# Caliper pin stuck



## copperhead110 (May 12, 2002)

I've tried searching and waiding thru the hits I go on calipers.

I'm not positive I have the correct name so I'll attempt to describe the part.

I bought brake pads for my girlfriends 96 200sx. I removed the right front caliper to replace the pads and couldn't get the new pads in. Yes, I compressed teh caliper piston.
My problem is the top caliper pin. There are two of them. The bolts that hold the calipers on the car go into these pins. Both pins are covered with a seal that expands and contracts as the pins go in and out. I'm assuming they only slowly go in as the pads wear.

Anyway, the lower pin pops right out and is well greased. The top pin is stuck solid.

After toiling with the drivers side for a while I switched to the passenger side. Evrything came apart easily. The caliper pins on this side are well greased and slide out easily. 

Now the passenger side has new pads and the drivers side still has the old pads. These old pads are about 1/2 gone. (it wasn't exactly broke. I shouldn't have tried to fix it 

So what do I do about the stuck pin? Does that mean I need new calipers? I'm afraid to beat or pound on the caliper to try and get it out. I guess the worst I could do is break the caliper. They I would know to buy another.

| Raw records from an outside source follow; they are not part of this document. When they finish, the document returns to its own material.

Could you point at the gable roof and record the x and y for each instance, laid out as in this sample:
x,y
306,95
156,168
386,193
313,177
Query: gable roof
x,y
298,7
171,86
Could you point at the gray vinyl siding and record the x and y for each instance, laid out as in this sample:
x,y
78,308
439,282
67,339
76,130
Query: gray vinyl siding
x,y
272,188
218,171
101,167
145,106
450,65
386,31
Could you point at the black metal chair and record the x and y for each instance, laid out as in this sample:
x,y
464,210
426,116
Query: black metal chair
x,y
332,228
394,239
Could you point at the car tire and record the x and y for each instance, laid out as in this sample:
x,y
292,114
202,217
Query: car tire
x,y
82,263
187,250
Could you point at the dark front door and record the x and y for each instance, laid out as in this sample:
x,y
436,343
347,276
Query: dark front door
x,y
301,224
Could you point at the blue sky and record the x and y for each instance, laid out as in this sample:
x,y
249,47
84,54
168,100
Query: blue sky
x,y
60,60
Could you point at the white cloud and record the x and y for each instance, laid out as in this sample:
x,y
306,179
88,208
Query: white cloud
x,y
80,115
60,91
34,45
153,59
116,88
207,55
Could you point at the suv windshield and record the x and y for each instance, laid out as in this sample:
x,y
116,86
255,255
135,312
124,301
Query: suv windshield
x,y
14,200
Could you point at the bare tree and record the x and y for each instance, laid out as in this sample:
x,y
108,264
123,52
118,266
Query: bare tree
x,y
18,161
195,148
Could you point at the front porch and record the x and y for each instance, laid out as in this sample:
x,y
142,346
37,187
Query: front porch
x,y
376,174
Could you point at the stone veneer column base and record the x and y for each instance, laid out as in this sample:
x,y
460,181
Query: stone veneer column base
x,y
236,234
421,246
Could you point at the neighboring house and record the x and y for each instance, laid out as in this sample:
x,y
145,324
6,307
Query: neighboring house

Any help or links to proper threads will be apreciated.


----------



## Twiz (Aug 24, 2004)

I had this problem before. To extract the caliper pin you need a short nipple that fits over the caliper pin (I think it was 1" black pipe I can't remember), a stainless steel bolt that threads inside the pin, fairly short ... 1" - 1 1/2" long I think and a few large washers which are used as spacers to increase the distance between the caliper and the bolt. You get the idea. It's a quickie made caliper pin extractor, I really didn't have the time to go buy one.

Oh and you need a new caliper pin, make sure this one slides nicely inside.


----------



## copperhead110 (May 12, 2002)

Twiz said:


> I had this problem before. To extract the caliper pin you need a short nipple that fits over the caliper pin (I think it was 1" black pipe I can't remember), a stainless steel bolt that threads inside the pin, fairly short ... 1" - 1 1/2" long I think and a few large washers which are used as spacers to increase the distance between the caliper and the bolt. You get the idea. It's a quickie made caliper pin extractor, I really didn't have the time to go buy one.
> 
> Oh and you need a new caliper pin, make sure this one slides nicely inside.




Good Idea. 
Thanks


----------